N. A.: Una volta liberi, i cristiani come usarono questa libertà?
D. B.: La libertà e le agevolazioni offerte da Costantino ai cristiani attirarono nella nuova religione masse di persone che si inserirono in tutti i settori della società, costituendo così un punto di forza per chi governava. Il nuovo imperatore Teodosio, una volta saldamente al potere, lo gestì senza alcuna generosità. Erano passati solo pochi decenni dall’Editto di Milano ed egli emanò, nel 380, il famoso Editto di Tessalonica che attribuiva il nome di cristiani cattolici a tutti coloro che non contrastavano quel provvedimento e ordinava la condanna all’infamia dell’eresia tutti gli altri che dovevano essere condannati dalla vendetta divina e dalle pene inflitte dal potere politico. Tutto ciò nel nome del Giudice in Cielo. Nasceva così lo stato confessionale con la saldatura fra trono e altare, tra potere politico e potere ecclesiastico che ha segnando tragicamente tanti secoli.

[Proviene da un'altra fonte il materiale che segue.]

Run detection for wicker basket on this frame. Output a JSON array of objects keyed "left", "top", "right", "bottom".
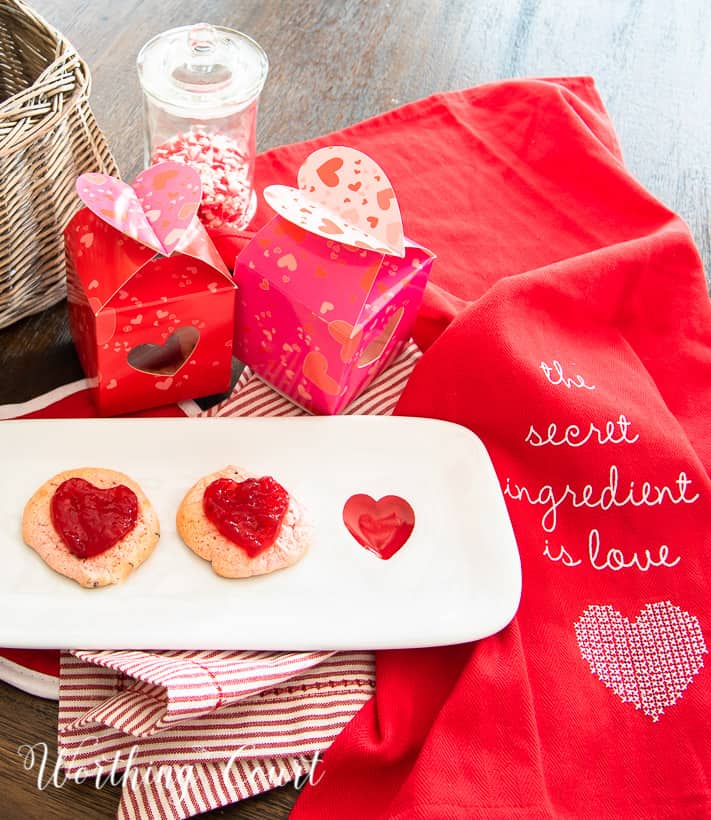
[{"left": 0, "top": 0, "right": 118, "bottom": 329}]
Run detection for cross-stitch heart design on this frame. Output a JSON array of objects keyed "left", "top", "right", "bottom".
[
  {"left": 264, "top": 146, "right": 405, "bottom": 257},
  {"left": 76, "top": 162, "right": 201, "bottom": 256},
  {"left": 343, "top": 494, "right": 415, "bottom": 559},
  {"left": 575, "top": 601, "right": 707, "bottom": 722},
  {"left": 127, "top": 327, "right": 199, "bottom": 376}
]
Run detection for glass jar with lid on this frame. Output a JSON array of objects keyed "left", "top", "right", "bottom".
[{"left": 137, "top": 23, "right": 268, "bottom": 231}]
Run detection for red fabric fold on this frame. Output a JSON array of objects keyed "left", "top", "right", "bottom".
[{"left": 288, "top": 80, "right": 711, "bottom": 818}]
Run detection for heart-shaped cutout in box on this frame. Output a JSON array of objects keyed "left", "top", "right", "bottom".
[
  {"left": 127, "top": 327, "right": 200, "bottom": 376},
  {"left": 343, "top": 493, "right": 415, "bottom": 559}
]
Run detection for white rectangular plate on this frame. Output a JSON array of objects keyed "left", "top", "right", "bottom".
[{"left": 0, "top": 417, "right": 520, "bottom": 650}]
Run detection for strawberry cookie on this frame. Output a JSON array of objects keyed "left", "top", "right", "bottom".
[
  {"left": 176, "top": 466, "right": 310, "bottom": 578},
  {"left": 22, "top": 468, "right": 160, "bottom": 588}
]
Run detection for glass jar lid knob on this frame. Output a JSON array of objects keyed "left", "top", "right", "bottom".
[{"left": 171, "top": 23, "right": 231, "bottom": 91}]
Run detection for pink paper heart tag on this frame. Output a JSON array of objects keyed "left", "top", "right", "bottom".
[
  {"left": 76, "top": 162, "right": 201, "bottom": 256},
  {"left": 264, "top": 146, "right": 405, "bottom": 257}
]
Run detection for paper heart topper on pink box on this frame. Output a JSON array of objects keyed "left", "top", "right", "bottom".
[
  {"left": 76, "top": 161, "right": 202, "bottom": 256},
  {"left": 264, "top": 146, "right": 406, "bottom": 257}
]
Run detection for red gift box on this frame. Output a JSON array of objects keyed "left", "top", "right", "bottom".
[{"left": 64, "top": 164, "right": 236, "bottom": 416}]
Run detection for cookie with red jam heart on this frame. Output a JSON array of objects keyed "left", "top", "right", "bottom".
[
  {"left": 176, "top": 466, "right": 310, "bottom": 578},
  {"left": 22, "top": 468, "right": 160, "bottom": 588}
]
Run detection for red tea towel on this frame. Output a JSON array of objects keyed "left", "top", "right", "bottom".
[
  {"left": 283, "top": 79, "right": 711, "bottom": 818},
  {"left": 7, "top": 76, "right": 710, "bottom": 819}
]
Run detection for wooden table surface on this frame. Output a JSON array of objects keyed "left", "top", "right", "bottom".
[{"left": 1, "top": 1, "right": 709, "bottom": 817}]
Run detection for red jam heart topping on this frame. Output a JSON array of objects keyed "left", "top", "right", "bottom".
[
  {"left": 51, "top": 478, "right": 139, "bottom": 559},
  {"left": 342, "top": 494, "right": 415, "bottom": 559},
  {"left": 203, "top": 476, "right": 289, "bottom": 557}
]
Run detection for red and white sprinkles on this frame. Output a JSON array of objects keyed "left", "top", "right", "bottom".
[{"left": 151, "top": 129, "right": 254, "bottom": 230}]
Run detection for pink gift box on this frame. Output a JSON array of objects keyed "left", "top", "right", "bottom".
[{"left": 232, "top": 146, "right": 435, "bottom": 414}]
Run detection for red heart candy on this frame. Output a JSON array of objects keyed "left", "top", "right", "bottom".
[
  {"left": 342, "top": 494, "right": 415, "bottom": 559},
  {"left": 51, "top": 478, "right": 139, "bottom": 558},
  {"left": 203, "top": 476, "right": 289, "bottom": 557}
]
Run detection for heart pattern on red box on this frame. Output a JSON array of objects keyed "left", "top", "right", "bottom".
[
  {"left": 342, "top": 493, "right": 415, "bottom": 559},
  {"left": 575, "top": 601, "right": 707, "bottom": 721}
]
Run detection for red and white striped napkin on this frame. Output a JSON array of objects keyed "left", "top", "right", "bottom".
[{"left": 58, "top": 342, "right": 421, "bottom": 820}]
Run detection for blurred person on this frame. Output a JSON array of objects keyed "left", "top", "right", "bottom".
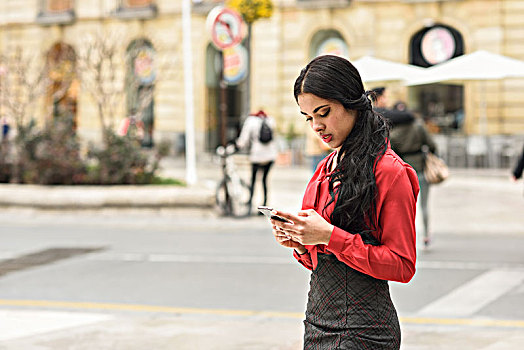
[
  {"left": 117, "top": 108, "right": 145, "bottom": 140},
  {"left": 511, "top": 143, "right": 524, "bottom": 182},
  {"left": 372, "top": 86, "right": 388, "bottom": 109},
  {"left": 305, "top": 127, "right": 331, "bottom": 172},
  {"left": 269, "top": 55, "right": 418, "bottom": 349},
  {"left": 236, "top": 109, "right": 278, "bottom": 214},
  {"left": 371, "top": 87, "right": 414, "bottom": 126},
  {"left": 1, "top": 116, "right": 10, "bottom": 142},
  {"left": 386, "top": 98, "right": 438, "bottom": 250}
]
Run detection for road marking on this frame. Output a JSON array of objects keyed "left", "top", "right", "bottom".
[
  {"left": 84, "top": 252, "right": 524, "bottom": 269},
  {"left": 417, "top": 260, "right": 524, "bottom": 270},
  {"left": 0, "top": 309, "right": 113, "bottom": 341},
  {"left": 0, "top": 299, "right": 303, "bottom": 319},
  {"left": 88, "top": 253, "right": 293, "bottom": 265},
  {"left": 1, "top": 299, "right": 524, "bottom": 329},
  {"left": 2, "top": 250, "right": 523, "bottom": 270},
  {"left": 417, "top": 269, "right": 524, "bottom": 317}
]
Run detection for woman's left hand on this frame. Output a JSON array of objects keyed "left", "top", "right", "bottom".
[{"left": 270, "top": 209, "right": 334, "bottom": 246}]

N. A.: Perché la cristianità e le religioni utilizzano il potere?
D. B.: La Chiesa cristiana traeva un grande vantaggio dal sodalizio con l’imperatore perché così riceveva sovvenzioni e poteva contare su qualcuno che la difendesse. Dal canto suo, essa ricambiava il favore sostenendo il governo e benedicendone le armi. Questo ci insegna che quando i cristiani sono in minoranza, sono più sensibili al tema della libertà, ma poi se ne dimenticano. Gestire il potere e rispettare la libertà di coscienza dei cittadini è sempre una grande sfida, perché il potere temporale e quello spirituale hanno finalità diverse. L’uno deve gestire tutti i cittadini, indipendentemente dalla fede professata. L’altro, sentendosi portatore di valori assoluti, tende ad affermare verità trascendentali non soggette a discussioni e facilmente arriva a dire che la verità ha più diritti dell’errore. Ma quando i due poteri si stringono saldamente la mano, la libertà rimane soffocata.
N. A.: Esiste una soluzione?
D. B.: Certamente, ed è l’applicazione del concetto di separazione Chiesa-Stato, cioè del principio di laicità. Che non vuol dire necessariamente separazione totale delle due realtà, perché esse hanno molte materie in comune come, ad esempio, inizio e fine vita, obiezione di coscienza, matrimonio, giorno di riposo, ecc. La cosa migliore, a nostro parere, è che i vari esponenti dei due poteri dialoghino fra di loro per meglio conoscere le esigenze di ognuno, lasciando sempre la libertà allo Stato di produrre leggi che garantiscano le coscienze di tutti i cittadini, qualunque sia la loro scelta religiosa. Lo Stato non deve essere etico, ma giusto.